We also found that PGD2 inhibits IL-1β-induced L-PGDS expression. These results suggest that PGD2 may exert a negative feedback mechanism to downregulate L-PGDS expression and activity. Given that the levels of L-PGDS are elevated in OA cartilage and that IL-1β upregulated its expression in chondrocytes, it is possible that the IL-1β effect prevails over that of PGD2 in vivo during advanced stages of the disease. Indeed, the OA cartilage specimens used in this study were from donors with long-established OA. Further studies are clearly warranted to determine the expression profile of L-PGDS over the course of OA in animal models of the disease.

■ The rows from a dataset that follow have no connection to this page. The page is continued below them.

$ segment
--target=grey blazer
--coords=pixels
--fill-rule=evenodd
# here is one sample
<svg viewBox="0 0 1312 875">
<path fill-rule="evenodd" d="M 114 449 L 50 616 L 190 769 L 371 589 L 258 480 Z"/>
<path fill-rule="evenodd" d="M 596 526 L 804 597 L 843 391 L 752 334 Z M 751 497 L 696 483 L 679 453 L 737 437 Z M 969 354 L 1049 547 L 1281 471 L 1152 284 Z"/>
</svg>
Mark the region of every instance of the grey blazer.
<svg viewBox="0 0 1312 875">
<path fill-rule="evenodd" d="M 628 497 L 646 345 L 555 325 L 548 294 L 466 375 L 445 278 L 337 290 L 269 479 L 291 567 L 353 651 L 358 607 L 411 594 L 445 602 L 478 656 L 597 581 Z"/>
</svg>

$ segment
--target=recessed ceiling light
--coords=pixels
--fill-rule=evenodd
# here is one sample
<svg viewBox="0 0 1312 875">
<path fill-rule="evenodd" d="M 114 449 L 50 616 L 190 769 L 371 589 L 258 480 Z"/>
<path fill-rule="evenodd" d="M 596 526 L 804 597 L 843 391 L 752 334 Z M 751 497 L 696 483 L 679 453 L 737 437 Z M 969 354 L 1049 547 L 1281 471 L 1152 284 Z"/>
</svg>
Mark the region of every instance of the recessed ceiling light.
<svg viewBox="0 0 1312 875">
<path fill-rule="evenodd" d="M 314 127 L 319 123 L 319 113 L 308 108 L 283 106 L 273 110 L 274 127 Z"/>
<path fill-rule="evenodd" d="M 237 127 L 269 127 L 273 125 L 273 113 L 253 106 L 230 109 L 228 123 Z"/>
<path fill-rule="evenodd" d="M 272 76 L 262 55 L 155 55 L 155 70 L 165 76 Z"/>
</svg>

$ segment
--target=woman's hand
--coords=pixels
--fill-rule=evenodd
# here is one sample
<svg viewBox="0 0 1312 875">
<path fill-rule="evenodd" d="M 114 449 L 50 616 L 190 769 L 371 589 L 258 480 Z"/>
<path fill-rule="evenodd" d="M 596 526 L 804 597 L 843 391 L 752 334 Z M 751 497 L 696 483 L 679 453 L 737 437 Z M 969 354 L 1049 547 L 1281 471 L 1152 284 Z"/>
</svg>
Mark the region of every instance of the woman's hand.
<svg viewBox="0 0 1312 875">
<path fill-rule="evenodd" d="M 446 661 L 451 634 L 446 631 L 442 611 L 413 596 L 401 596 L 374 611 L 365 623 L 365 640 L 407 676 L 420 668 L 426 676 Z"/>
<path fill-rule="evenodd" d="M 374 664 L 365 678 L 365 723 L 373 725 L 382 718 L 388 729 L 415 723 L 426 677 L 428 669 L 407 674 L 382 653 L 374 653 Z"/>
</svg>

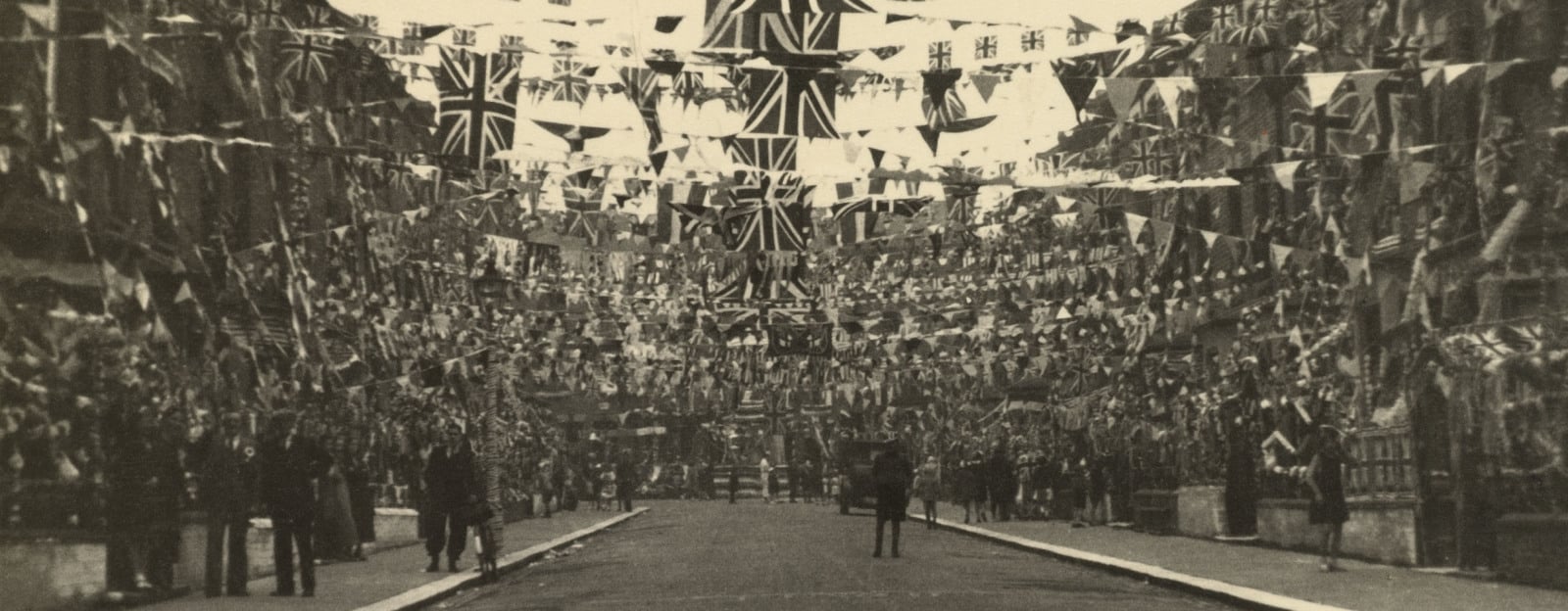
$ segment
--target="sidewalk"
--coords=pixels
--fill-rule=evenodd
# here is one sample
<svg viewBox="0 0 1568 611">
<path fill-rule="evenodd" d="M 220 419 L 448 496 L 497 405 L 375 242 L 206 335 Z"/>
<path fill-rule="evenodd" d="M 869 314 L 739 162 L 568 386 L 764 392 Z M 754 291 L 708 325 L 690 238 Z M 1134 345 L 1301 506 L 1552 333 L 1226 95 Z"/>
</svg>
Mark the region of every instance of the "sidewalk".
<svg viewBox="0 0 1568 611">
<path fill-rule="evenodd" d="M 505 558 L 497 564 L 500 564 L 505 572 L 508 564 L 516 566 L 519 562 L 532 561 L 535 556 L 543 555 L 549 548 L 564 545 L 572 539 L 580 539 L 593 531 L 608 528 L 624 519 L 641 514 L 641 511 L 646 511 L 646 508 L 632 514 L 579 509 L 557 512 L 555 517 L 550 519 L 530 519 L 508 523 L 505 533 L 506 540 L 502 548 Z M 464 558 L 459 562 L 463 569 L 459 573 L 448 573 L 445 570 L 439 573 L 425 573 L 423 569 L 428 556 L 425 556 L 425 545 L 417 544 L 375 553 L 364 562 L 336 562 L 318 566 L 315 569 L 317 586 L 314 598 L 271 597 L 268 594 L 273 592 L 276 581 L 273 581 L 271 577 L 265 577 L 260 580 L 251 580 L 249 597 L 207 598 L 202 592 L 193 592 L 182 598 L 138 606 L 138 609 L 350 611 L 372 605 L 375 605 L 375 608 L 386 609 L 408 609 L 450 594 L 456 588 L 466 586 L 480 577 L 474 572 L 478 562 L 474 559 L 472 536 L 467 547 L 469 548 L 464 551 Z M 442 561 L 442 569 L 445 569 L 445 561 Z"/>
<path fill-rule="evenodd" d="M 919 503 L 909 508 L 919 517 Z M 942 526 L 1096 566 L 1152 583 L 1267 609 L 1568 609 L 1568 592 L 1341 561 L 1322 573 L 1317 556 L 1131 530 L 1071 528 L 1066 522 L 964 525 L 960 506 L 941 503 Z M 905 528 L 919 528 L 906 523 Z"/>
</svg>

The concentrations of PGD2 used to suppress IL-1β-induced L-PGDS expression are likely to be much higher than those produced in synovial fluids. However, it should be noted that, like other eicosanoids, PGD2 functions as an autocrine and paracrine molecule and can readily reach pharmacological levels in the microenvironment of cells that produce it.

Conclusion

Our study has demonstrated for the first time that L-PGDS is upregulated in OA cartilage. The proinflammatory cytokine IL-1β may be responsible for this upregulation via a mechanism that seems to involve the activation of the JNK and p38 MAPK and NF-κB signalling pathways. These results suggest that the increased expression of L-PGDS may play a protective role against articular inflammation and cartilage damage.